Labor Force Participation Rate Update

I’ve written extensively about the participation rate, see: Understanding the Decline in the Participation Rate and Further Discussion on Labor Force Participation Rate.

In trying to forecast the change in the unemployment rate for 2013, it is important to forecast what will happen to the participation rate this year. The participation rate is the percentage of the working age population in the labor force. If more people join the workforce, then more jobs will be needed to push down the unemployment rate. However, if the participation rate stays flat in 2013 – or even declines further – then fewer jobs are needed to push down the unemployment rate.

Employment Pop Ratio, participation and unemployment rates Click on graph for larger image in graph gallery.

Here is a repeat of a graph from the December employment report. The Labor Force Participation Rate was unchanged at 63.6% in December (blue line).
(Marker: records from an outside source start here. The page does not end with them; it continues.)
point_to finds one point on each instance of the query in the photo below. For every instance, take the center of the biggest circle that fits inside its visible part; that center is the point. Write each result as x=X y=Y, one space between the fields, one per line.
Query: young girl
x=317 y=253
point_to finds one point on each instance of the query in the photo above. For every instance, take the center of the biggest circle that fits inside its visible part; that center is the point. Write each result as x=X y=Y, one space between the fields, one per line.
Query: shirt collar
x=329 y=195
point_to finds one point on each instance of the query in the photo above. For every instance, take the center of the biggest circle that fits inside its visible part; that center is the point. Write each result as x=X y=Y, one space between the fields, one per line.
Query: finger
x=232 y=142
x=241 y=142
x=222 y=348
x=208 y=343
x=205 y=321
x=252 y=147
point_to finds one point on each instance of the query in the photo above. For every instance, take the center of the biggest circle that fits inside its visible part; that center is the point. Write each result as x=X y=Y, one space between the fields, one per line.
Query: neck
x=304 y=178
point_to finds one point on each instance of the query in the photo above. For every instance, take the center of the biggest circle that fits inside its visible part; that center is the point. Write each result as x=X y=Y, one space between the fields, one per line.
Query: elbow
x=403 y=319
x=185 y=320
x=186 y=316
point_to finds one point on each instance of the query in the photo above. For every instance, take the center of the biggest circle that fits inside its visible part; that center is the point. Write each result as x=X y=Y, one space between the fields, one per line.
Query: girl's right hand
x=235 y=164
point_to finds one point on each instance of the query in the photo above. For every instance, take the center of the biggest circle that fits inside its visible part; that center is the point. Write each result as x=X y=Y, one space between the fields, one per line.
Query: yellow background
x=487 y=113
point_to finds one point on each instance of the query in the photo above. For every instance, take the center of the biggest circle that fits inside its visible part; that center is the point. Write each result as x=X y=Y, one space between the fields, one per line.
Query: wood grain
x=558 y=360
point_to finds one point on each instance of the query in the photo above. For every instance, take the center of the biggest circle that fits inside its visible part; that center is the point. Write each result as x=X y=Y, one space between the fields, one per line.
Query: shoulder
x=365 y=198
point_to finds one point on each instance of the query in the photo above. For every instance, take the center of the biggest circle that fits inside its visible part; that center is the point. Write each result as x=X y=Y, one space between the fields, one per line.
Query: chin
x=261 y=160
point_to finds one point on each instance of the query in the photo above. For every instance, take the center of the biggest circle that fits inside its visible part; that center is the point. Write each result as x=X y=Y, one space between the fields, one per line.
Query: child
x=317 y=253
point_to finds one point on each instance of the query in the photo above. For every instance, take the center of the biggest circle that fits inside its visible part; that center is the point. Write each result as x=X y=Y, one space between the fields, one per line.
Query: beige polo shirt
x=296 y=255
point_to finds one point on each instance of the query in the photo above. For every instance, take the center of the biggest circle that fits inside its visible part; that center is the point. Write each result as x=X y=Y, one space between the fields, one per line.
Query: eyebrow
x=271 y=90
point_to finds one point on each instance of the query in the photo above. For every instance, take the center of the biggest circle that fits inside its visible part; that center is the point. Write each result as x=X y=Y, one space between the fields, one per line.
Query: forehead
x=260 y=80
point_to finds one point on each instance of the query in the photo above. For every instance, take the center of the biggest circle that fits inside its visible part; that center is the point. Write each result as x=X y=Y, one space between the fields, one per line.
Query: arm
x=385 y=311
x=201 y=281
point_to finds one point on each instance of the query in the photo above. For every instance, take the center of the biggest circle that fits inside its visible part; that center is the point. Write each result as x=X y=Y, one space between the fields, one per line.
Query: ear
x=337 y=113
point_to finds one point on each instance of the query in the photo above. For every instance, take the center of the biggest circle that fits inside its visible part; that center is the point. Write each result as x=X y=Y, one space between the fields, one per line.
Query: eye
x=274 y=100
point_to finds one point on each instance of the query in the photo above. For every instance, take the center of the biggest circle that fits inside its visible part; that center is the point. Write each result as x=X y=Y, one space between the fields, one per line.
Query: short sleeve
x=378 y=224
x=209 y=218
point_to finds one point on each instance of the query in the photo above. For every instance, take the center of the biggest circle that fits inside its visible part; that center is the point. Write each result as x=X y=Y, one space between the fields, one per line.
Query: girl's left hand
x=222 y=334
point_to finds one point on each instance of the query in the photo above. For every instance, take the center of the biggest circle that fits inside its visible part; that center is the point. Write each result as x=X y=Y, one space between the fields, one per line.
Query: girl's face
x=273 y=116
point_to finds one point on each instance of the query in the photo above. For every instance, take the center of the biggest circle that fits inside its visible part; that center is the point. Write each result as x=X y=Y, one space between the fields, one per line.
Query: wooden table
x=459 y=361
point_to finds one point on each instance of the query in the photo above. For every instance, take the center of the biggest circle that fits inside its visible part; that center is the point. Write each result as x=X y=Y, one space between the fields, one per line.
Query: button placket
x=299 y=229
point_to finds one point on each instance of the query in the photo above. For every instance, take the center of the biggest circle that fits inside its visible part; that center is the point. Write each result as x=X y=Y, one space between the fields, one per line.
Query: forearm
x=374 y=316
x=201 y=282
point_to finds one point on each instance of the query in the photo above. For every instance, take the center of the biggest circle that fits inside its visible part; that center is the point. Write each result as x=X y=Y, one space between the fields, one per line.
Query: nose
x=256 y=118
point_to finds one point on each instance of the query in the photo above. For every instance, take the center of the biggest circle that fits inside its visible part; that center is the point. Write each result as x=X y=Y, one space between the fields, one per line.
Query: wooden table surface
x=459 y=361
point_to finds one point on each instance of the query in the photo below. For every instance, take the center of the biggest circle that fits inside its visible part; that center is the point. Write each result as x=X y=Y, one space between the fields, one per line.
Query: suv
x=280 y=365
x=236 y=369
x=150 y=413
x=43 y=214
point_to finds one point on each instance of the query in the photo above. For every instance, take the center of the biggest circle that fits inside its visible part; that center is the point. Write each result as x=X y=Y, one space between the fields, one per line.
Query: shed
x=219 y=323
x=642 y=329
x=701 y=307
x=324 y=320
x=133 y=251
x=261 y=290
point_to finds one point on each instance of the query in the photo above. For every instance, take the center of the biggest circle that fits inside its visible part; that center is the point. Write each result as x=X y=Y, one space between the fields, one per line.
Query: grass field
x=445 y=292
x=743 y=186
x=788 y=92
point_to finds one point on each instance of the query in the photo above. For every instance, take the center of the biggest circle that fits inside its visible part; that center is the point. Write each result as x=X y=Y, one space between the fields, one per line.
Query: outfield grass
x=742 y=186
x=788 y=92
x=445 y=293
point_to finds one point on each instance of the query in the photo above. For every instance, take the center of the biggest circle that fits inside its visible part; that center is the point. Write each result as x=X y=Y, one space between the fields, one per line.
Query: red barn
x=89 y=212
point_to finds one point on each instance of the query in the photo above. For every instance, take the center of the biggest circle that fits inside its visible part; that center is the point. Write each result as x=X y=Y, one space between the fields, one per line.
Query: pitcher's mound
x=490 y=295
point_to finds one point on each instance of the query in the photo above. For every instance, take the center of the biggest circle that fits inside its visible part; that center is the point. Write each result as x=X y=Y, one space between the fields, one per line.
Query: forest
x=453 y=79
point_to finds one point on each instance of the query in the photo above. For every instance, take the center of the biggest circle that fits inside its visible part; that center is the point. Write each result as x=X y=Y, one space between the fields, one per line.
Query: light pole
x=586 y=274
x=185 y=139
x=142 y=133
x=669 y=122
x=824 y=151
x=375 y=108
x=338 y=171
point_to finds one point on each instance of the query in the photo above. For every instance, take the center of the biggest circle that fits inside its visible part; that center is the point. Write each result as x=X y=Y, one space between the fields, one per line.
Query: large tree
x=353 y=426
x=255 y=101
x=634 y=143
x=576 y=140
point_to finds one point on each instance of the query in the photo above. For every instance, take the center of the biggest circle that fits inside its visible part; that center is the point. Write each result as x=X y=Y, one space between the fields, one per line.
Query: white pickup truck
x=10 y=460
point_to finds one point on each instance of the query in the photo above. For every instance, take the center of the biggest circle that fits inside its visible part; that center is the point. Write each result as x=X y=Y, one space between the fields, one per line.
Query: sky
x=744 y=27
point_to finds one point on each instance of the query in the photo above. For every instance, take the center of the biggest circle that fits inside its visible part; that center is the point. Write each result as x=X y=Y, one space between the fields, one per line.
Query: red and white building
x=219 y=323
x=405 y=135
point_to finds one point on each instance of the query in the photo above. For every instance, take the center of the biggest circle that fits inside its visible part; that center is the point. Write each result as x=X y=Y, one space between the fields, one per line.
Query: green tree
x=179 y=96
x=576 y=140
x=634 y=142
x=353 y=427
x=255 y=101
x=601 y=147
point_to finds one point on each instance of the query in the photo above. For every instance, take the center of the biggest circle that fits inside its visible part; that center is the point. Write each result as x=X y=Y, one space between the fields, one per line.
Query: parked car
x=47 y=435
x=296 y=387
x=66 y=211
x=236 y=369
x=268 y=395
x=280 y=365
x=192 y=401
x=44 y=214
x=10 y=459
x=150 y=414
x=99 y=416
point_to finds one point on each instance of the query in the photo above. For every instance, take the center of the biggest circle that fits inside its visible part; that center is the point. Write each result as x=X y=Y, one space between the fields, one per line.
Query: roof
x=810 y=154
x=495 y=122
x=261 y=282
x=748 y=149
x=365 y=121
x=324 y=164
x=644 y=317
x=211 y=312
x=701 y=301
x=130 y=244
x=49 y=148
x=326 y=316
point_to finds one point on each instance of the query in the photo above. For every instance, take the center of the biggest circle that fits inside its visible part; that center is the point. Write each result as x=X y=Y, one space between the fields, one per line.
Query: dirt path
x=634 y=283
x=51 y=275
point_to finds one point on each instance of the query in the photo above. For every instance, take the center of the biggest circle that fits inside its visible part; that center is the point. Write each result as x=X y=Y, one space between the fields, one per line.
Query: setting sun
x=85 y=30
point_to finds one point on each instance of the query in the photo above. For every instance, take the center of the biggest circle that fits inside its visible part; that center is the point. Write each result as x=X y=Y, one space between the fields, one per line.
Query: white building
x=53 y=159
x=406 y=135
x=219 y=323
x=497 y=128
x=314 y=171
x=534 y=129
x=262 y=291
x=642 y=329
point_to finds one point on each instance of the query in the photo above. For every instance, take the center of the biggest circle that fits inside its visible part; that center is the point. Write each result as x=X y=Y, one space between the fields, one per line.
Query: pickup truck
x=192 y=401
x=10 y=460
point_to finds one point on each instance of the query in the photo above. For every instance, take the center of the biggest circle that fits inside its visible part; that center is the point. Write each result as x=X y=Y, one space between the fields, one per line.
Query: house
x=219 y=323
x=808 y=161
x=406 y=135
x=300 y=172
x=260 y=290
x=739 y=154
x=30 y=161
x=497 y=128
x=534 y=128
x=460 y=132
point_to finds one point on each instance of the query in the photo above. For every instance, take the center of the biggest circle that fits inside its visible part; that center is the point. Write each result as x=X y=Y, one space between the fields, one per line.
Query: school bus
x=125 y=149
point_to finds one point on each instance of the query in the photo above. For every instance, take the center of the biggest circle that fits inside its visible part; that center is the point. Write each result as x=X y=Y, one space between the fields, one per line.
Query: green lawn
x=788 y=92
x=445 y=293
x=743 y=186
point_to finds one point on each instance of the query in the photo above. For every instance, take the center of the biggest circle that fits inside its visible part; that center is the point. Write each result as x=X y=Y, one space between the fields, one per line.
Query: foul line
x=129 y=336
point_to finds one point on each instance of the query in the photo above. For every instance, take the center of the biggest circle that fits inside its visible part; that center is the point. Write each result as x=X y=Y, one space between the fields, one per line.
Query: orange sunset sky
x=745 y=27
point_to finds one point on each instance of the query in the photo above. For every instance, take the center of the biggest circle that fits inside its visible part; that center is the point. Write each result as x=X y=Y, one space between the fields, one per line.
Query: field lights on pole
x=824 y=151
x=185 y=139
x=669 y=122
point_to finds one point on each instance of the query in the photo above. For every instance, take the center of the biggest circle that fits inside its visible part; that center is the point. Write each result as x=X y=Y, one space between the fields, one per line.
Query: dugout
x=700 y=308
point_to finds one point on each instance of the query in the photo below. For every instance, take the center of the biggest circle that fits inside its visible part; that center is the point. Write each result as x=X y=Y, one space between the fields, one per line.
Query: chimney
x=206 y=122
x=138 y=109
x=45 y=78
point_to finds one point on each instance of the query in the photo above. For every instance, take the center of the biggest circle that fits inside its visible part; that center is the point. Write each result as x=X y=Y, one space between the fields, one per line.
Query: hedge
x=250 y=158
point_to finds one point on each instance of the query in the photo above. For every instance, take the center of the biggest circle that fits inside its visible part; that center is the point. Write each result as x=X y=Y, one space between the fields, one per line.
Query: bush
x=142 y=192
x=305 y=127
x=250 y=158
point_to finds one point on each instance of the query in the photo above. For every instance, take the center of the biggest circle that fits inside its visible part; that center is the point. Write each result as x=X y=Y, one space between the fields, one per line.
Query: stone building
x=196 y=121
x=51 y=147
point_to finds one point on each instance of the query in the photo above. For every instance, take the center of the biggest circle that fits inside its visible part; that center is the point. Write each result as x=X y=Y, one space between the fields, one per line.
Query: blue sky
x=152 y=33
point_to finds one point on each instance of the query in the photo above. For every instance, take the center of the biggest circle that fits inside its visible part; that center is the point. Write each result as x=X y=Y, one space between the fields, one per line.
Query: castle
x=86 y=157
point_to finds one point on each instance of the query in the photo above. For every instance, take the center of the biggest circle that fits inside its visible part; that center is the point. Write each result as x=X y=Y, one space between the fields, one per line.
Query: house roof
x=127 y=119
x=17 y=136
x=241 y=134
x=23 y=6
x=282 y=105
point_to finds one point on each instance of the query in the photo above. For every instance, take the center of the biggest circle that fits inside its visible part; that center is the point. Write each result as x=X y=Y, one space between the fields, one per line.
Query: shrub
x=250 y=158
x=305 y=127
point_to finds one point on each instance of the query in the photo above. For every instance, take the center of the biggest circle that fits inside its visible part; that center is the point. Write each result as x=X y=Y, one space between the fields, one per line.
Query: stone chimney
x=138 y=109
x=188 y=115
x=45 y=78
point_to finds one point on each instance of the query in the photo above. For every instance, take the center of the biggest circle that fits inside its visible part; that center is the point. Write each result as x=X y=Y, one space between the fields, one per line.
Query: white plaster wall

A key point: The recent decline in the participation rate was expected, and a large portion of the decline in the participation rate was due to changing demographics, as opposed to economic weakness.

Employment Pop Ratio, participation and unemployment rates
The second graph shows the changes in the participation rates for men and women since 1960 (in the 25 to 54 age group – the prime working years).

The participation rate for prime working age women increased significantly from the mid 30s to the mid 70s and has mostly flattened out since then.  The participation rate for women increased slightly in December to 74.5% and might increase a little in 2013.

The participation rate for prime working age men has been decreasing for decades – from the high 90s in the 1950s to just over 90% in 2005.  In December, the participation rate for men increased slightly to 88.4% .

I still expect a little bounce back for both prime working age men and women – but not much.

There are other key demographic trends – younger people have been staying in school, so the participation rate for those under 25 has been falling – and older people have been staying in the work force longer, so the participation rate for older workers has been increasing.

Overall I’ve been expecting some small bounce back in the participation rate, but I don’t think any bounce back will be huge – and that means it will take fewer jobs than some expect to lower the unemployment rate in 2013. This remains a key number to watch.